(The Center Square) – Arkansas officials are preparing for a possible federal government shutdown that could put some employees out of work.
The U.S. House of Representatives has until Saturday at midnight to reach an agreement.
Gov. Sarah Huckabee Sanders told her cabinet members that programs deemed “necessary” by the federal government, including public health and welfare programs, will continue even if a funding agreement is not reached.
Agencies with enough funding or authorization from a current or previous federal grant could also continue, according to a news release from Sanders’ office.
But other programs wholly or partially dependent on federal funds will cease on Oct. 1.
“The federal government will not allow us to make any exceptions unless the protection of public health, safety, and welfare would be compromised, as determined by the cabinet secretary in consultation with the Department of Finance and Administration and the Department of Transformation and Shared Services,” according to the news release.
That could put some federal employees in Arkansas out of work.
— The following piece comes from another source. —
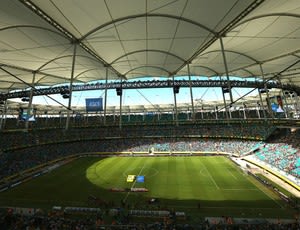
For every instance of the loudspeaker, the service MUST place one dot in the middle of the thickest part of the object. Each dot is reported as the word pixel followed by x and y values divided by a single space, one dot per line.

“There are approximately 14,000 employees within state government with salaries funded (partially or fully) with federal dollars,” said Scott Hardin of the Department of Finance and Administration in an email to The Center Square on Thursday. “As of today, we anticipate less than 100 of those employees will be affected by a shutdown next week. However, that could change based on the length of the shutdown.”
The longest federal government shutdown was 34 days in 2019.
Sanders blamed the Biden administration for the standoff in Congress.
“The Biden Administration’s failure puts Arkansans and the programs they rely on at risk, but my administration will do everything in our power to keep the vital functions of government working. DFA – Budget and Accounting offices, along with TSS – Office of Personnel Management, will be available to assist agencies in making these determinations,” the news release said.
Arkansas Sens. Tom Cotton and John Boozman voted on a stopgap measure earlier this week that would keep the government open until mid-November. But it seems unlikely the measure will reach the House floor.
President Joe Biden said Thursday, “extreme House Republicans are playing partisan games with peoples’ lives and marching our country toward a government shutdown that would have damaging impacts across the country.”
A shutdown would put nearly 2,000 long-term disaster recovery programs at risk, including 14 in Arkansas, according to information from Biden’s office.